Following the 20-hour and 44-hour treatments in the second experiment, no significant increase in the frequency of cells with structural chromosomal aberrations was noted at the dose-levels analysed. But in this experiment, the level of toxicity induced with the highest dose-levels tested at both harvest times did not reach the ideal one defined in the study plan (a reduction in mitotic index greater than 50%). Therefore, a third experiment was performed using the same experimental conditions but a higher range of dose-levels (up to 10 mM). Following the 20-hour and 44-hour treatments in the third experiment, a significant toxicity was reached and no significant increase in the frequency of cells with structural chromosomal aberrations was noted at the dose-levels analysed.

Experiments with S9 mix

Cytotoxicity

At the 20-hour harvest time in the first experiment, a slight to severe decrease in the mitotic index was noted from the lowest selected concentration of 0.078 mM, without any clear evidence of a dose-response relationship (30 to 100% decrease).

At the 20-hour harvest time in the second experiment, a moderate decrease in the mitotic index was noted at dose-levels = 1.25 mM (45% decrease).

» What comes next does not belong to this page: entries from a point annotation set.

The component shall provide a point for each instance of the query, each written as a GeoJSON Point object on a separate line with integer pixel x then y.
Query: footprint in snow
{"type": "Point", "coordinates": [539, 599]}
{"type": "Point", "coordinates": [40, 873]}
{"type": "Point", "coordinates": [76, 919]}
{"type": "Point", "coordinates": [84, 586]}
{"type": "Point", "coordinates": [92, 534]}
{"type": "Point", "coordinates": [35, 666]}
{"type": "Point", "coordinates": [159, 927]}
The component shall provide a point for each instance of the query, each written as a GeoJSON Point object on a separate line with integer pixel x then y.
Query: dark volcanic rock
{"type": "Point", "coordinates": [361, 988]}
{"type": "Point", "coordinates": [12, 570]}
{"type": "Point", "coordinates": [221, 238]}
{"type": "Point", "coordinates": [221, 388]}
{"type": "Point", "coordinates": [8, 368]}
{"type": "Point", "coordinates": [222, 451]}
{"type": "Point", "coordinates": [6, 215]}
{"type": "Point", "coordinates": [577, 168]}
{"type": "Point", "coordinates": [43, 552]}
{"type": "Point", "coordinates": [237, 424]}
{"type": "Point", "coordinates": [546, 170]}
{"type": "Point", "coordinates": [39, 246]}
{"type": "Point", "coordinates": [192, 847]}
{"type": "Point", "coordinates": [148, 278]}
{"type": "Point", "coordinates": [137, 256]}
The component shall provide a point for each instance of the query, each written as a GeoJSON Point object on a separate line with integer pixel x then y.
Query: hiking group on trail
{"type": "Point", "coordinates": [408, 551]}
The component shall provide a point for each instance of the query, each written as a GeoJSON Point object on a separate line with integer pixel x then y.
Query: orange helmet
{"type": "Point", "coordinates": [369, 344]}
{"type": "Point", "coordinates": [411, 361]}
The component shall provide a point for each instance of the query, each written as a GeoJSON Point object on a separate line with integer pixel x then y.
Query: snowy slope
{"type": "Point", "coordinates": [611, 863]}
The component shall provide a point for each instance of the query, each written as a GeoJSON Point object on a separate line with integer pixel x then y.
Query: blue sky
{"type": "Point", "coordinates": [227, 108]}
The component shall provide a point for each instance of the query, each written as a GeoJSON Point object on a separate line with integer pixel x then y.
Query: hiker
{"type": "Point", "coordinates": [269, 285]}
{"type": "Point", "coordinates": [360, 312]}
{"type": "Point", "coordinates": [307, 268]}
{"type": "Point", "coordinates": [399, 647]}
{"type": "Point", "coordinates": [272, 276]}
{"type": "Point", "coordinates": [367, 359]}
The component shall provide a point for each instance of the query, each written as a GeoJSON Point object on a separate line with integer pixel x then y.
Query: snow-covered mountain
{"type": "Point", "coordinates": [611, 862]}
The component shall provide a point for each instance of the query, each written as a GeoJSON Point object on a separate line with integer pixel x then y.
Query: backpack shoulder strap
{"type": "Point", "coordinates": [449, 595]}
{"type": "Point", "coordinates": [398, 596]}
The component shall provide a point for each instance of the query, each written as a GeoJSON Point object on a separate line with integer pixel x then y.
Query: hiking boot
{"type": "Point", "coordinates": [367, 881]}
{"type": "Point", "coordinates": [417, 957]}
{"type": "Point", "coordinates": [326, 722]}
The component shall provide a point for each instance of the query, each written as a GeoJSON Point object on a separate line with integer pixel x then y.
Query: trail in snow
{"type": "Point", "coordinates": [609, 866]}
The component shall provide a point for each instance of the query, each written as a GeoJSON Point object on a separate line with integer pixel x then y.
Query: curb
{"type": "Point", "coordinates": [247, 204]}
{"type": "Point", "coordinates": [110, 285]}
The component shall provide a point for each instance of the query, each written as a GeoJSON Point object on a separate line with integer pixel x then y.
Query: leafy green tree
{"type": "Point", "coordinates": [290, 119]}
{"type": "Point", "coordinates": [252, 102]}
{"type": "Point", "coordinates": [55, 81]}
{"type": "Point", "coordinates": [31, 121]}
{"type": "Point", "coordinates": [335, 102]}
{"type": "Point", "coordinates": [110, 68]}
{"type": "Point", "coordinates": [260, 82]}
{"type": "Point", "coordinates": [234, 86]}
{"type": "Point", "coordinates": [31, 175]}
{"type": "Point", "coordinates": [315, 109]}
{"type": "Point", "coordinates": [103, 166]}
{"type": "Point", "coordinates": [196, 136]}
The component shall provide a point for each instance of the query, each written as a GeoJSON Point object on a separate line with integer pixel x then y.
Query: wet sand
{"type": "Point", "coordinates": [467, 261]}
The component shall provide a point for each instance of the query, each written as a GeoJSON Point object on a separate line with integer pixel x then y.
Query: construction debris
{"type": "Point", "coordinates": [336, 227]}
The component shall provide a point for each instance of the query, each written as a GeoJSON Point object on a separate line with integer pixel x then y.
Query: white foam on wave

At the 44-hour harvest time, a slight to moderate decrease in the mitotic index was noted at dose-levels = 1.25 mM (28 to 53% decrease).

Metaphase analysis

The dose-levels selected for metaphase analysis were as follows:

- 0.313, 0.625 and 1.25 mM for the 20-hour harvest time in the first experiment, the dose-level of 0.313 mM inducing a 56% decrease in mitotic index,

- 0.625, 1.25 and 2.5 mM for the 20-hour harvest time in the second experiment, the latter dose-level inducing a 45% decrease in mitotic index,

- 2.5 mM for the 44-hour harvest time in the second experiment, the latter inducing a 53% decrease in mitotic index. No significant increase in the frequency of cells with structural chromosomal aberrations was noted in both experiments and at both harvest times.

Conclusion

Under our experimental conditions, the test item HEPTANAL (batch No. 0905017) did not induce chromosome aberrations in cultured human lymphocytes, either in the presence or absence of metabolizing system.